Suparno lahir tanggal 10 November 1953. Pasti tidak ada yang menyangka kalau awal mulanya dia hanya lah anak tunggal dari seorang bapak dan ibu petani di sebuah desa yang bernama Desa Rengel. Sedari kecil sudah ditinggal ayahnya yang meninggal karena diinjak tentara Belanda. Sejak itu ibunya yang bernama Juwairiah beralih profesi menjadi pedagang sayuran di Pasar Rengel, karena tidak sanggup sendirian menjaga ladang sawah. Suparno di didik sedemikian rupa dilingkungan yang alakadarnya. Sejak kecil tanpa bapak. Makan hanya nasi beserta lauk seadanya dan sudah pasti badannya kurus kerempeng di masa mudanya. Tapi itu tidak membuatnya patah semangat untuk terus sekolah, berprestasi dikelas dan membanggakan ibu nya. Madrasah iya tamatkan dengan prestasi diatas rata-rata. Dan cita-citanya untuk bisa kuliah di perguruan tinggi yang bernama Institut Keguruan dan Ilmu Pendidikan (IKIP) akhirnya tercapai, meski biaya untuk kuliah saat itu mahal, dan ladang sawah orang tuanya pun harus dijual untuk biaya kuliah.
Kehidupan Jakarta yang keras tidak membuatnya patah semangat, selesai kuliah ia melamar sebagai Pegawai Negeri Sipil (PNS) untuk Departemen Pendidikan dan Kebudayaan (saat ini Depdiknas –red). Saat itu bekerja di PNS merupakan jabatan yang sangat prestisius, meski dengan gaji yang standard.

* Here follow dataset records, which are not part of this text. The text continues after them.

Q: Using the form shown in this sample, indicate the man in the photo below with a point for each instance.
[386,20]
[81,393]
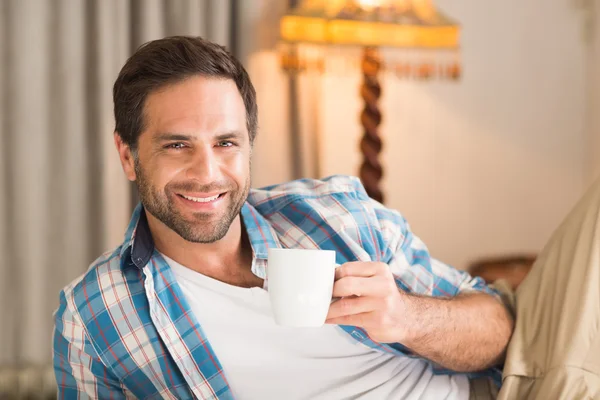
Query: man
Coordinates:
[179,310]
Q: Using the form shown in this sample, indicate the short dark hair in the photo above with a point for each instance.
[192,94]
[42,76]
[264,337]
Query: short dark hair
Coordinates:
[171,60]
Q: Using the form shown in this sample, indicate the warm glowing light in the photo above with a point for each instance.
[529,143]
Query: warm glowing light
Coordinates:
[369,4]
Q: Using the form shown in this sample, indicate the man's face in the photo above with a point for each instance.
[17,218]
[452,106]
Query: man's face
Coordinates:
[193,163]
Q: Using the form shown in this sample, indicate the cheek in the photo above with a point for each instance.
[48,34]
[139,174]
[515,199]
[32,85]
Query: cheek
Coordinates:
[161,172]
[239,165]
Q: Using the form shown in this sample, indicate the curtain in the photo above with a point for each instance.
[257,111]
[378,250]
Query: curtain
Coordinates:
[63,197]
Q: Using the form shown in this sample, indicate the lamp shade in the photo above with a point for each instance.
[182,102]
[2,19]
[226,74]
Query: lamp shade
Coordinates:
[392,23]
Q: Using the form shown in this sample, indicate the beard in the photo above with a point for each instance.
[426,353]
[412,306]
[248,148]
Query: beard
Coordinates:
[200,227]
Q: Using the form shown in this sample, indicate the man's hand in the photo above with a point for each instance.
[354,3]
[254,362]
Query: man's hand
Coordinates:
[370,299]
[468,332]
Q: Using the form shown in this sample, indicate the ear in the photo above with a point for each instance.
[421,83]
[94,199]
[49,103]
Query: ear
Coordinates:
[126,156]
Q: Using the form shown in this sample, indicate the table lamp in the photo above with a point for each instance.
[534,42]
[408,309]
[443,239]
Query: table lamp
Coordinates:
[429,38]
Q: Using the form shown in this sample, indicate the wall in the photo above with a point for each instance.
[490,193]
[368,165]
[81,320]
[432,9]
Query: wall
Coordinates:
[593,95]
[483,167]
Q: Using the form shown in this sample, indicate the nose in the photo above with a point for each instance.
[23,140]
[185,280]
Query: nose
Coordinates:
[204,167]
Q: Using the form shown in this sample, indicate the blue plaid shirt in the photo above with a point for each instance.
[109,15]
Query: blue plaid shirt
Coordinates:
[125,330]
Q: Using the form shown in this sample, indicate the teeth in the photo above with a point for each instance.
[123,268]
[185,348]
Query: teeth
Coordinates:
[201,199]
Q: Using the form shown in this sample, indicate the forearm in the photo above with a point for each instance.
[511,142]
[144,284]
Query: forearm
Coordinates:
[466,333]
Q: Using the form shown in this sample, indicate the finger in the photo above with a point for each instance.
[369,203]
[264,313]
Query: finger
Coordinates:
[359,286]
[359,268]
[358,320]
[351,306]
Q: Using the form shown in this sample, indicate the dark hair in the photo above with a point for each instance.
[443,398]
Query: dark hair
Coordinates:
[171,60]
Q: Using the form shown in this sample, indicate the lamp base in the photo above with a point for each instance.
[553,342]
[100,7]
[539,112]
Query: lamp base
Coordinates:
[371,144]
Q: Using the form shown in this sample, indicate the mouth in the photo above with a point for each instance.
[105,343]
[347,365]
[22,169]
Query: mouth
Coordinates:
[202,201]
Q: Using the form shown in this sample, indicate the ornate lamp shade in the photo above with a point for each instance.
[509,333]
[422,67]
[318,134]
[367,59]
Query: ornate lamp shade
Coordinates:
[430,49]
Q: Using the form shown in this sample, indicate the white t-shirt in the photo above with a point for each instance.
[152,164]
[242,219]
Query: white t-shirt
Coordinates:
[263,360]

Kecuali, pegawai itu melakukan tindak KKN (Korupsi, Kolusi dan Nepotisme) , pastilah hidupnya bergelimangan harta.
Jalur pegawai negeri ia lalui dengan normal dan tanpa korupsi hingga umurnya sudah 54 tahun dan itulah yang membuat jabatannya tidak pernah tinggi-tinggi dan gaji seadanya. Tidak seperti pegawai-pegawai muda dan teman-teman seangkatannya yang karena kedekatannya dengan partai-partai besar, apalagi perwakilan partai besar itu menduduki posisi menteri, pasti para pegawai yang menjilat, bahkan memberi sejumlah uang tertentu, sudah pasti akan diangkat jabatannya. Tapi Suparno tidak pernah mengeluh melihat kondisi itu, disempatkannya sekolah S2 dan S3 ketika dia masih menjadi PNS karena memang ketertarikannya akan manajemen, pengembangan sumber daya manusia dan ilmu pendidikan.

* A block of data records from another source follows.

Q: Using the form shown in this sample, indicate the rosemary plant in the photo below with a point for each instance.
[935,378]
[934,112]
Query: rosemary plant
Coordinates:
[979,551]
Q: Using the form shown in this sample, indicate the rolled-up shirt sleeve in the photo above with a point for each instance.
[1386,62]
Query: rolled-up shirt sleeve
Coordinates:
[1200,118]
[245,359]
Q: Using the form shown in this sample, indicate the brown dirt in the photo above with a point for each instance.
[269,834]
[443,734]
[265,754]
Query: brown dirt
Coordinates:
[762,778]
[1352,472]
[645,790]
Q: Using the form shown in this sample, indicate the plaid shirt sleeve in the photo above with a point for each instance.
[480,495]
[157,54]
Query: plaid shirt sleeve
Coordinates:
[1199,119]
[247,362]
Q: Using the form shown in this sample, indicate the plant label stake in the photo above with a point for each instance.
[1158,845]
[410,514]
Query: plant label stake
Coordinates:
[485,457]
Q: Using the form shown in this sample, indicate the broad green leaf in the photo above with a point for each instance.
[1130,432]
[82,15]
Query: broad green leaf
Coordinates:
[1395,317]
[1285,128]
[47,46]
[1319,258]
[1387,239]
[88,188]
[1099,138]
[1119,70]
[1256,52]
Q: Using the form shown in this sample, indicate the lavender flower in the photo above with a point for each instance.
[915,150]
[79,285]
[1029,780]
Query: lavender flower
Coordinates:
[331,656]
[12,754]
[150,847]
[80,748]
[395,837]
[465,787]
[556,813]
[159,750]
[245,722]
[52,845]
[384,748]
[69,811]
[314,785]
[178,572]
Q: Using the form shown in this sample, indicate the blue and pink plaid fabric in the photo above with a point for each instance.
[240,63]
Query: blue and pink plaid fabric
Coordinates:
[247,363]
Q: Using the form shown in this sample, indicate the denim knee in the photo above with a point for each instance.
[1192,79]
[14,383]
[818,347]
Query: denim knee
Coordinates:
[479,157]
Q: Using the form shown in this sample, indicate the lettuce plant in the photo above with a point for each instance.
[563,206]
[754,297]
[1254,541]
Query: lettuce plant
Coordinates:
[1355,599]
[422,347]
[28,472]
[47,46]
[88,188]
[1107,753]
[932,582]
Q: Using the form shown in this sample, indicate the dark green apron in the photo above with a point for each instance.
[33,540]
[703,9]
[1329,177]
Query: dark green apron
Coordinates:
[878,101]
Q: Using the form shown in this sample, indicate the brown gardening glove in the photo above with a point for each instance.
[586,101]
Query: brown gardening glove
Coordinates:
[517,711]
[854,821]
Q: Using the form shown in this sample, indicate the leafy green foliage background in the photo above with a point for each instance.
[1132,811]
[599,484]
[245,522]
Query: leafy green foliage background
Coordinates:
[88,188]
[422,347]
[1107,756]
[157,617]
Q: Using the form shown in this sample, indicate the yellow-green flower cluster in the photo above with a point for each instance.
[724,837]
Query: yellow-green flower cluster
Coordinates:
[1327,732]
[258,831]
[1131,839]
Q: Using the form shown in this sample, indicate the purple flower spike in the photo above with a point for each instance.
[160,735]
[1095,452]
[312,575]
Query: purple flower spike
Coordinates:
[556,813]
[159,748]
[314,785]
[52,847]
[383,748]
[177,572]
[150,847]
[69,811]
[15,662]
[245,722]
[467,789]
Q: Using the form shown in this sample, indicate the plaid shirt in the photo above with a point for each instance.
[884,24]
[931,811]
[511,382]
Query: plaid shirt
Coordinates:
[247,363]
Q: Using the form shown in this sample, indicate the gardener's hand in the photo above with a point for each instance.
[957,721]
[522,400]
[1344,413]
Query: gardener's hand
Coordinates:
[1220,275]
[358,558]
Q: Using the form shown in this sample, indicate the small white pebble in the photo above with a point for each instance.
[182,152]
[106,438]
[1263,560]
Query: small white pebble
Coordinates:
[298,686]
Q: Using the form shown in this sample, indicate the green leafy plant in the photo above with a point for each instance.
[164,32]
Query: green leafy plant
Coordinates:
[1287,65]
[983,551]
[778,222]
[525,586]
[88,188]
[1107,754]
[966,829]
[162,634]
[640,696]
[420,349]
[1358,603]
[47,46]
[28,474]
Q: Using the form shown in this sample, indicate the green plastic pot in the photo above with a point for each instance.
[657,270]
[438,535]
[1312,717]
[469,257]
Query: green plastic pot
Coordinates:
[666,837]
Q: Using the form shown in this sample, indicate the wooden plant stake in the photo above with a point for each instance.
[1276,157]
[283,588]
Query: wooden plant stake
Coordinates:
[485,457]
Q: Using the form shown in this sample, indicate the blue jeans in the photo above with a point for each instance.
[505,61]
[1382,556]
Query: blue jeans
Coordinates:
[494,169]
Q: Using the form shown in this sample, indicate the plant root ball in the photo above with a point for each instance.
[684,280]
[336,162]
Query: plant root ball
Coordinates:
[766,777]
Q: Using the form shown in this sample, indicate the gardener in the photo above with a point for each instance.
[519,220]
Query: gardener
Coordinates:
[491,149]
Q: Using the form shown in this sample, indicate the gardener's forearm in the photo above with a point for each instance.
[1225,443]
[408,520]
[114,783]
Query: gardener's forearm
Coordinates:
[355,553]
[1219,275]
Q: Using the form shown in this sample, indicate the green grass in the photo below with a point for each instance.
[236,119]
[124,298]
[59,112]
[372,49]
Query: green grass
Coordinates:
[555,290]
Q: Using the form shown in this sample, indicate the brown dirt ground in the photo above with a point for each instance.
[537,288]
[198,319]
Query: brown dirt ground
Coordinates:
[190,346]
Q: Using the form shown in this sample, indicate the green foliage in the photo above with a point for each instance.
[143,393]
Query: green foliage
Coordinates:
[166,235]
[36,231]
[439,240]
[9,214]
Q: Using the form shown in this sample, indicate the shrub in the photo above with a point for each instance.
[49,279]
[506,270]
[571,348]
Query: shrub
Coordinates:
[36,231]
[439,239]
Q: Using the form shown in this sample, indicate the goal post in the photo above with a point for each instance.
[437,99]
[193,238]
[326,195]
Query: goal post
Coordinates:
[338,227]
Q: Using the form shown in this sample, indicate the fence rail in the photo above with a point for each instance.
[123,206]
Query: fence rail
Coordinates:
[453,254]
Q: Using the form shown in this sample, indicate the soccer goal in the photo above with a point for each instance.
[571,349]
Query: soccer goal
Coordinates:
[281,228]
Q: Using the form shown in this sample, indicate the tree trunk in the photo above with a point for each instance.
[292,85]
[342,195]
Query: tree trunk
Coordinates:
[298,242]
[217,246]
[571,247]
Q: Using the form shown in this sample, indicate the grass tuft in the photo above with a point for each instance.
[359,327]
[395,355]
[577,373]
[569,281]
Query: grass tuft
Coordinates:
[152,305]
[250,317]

Sampailah pada suatu hari dia mendapat ajakan untuk menjadi dosen di IKIP (sekarang Universitas Negeri) Jakarta pada saat usianya yang sudah mendekati pensiun. Pada saat itu UNJ memilih Suparno karena pengalamannya yang sudah malang melintang di bidang pengembangan sumber daya manusia di Depdiknas. Bisa saja saat itu Suparno memilih untuk menikmati dana pensiun, seperti yang dilakukan mayoritas PNS pada umumnya. But he say “no” untuk pensiun. Dia mengambil tawaran dari UNJ, meski kariernya harus dimulai dari “nol” lagi di universitas itu. Bayangkan, awal mulanya dia mengajar hanya sebagai asisten dosen, padahal dia lulusan S3. Hingga akhirnya setelah beberapa tahun dia mendapat kesempatan untuk menjadi dosen tetap untuk mengajar mahasiswa S1 dan setelahnya dapat mengajar untuk mahasiswa S3.

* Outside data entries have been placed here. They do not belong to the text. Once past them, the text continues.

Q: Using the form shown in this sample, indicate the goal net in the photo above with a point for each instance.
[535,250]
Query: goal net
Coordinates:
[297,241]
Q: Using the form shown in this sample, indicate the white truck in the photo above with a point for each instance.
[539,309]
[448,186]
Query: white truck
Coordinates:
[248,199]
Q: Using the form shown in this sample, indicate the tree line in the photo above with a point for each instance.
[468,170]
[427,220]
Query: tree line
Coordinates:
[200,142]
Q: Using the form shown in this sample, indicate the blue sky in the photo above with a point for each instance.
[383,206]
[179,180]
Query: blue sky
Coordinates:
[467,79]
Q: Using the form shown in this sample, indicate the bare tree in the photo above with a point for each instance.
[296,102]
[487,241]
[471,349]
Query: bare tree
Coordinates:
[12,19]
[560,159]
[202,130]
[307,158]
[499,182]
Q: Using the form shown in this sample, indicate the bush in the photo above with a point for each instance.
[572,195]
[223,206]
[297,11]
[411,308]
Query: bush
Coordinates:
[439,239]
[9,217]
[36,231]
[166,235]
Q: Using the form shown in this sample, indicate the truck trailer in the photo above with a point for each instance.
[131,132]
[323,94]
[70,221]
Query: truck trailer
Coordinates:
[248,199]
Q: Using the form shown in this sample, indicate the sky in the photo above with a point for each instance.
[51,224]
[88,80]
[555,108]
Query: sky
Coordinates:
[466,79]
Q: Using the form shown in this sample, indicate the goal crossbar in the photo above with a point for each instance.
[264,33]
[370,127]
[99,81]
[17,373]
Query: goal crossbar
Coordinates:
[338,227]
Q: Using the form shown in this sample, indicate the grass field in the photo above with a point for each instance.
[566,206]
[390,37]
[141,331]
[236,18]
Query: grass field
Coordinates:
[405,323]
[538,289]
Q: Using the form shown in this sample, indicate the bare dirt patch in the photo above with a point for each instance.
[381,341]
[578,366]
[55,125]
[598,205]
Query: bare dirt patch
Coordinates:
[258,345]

Prestasi puncak akhirnya diperoleh setelah ia dikukuhkan menjadi Guru Besar Universitas Negri Jakarta. Bukan saja membanggakan keluarganya. Warga desa rengel pun bangga, karena Suparno merupakan satu-satunya orang desa yang mendapat penghargaan tertinggi di perguruan tinggi dengan menjadi Guru Besar dan bergelar Profesor.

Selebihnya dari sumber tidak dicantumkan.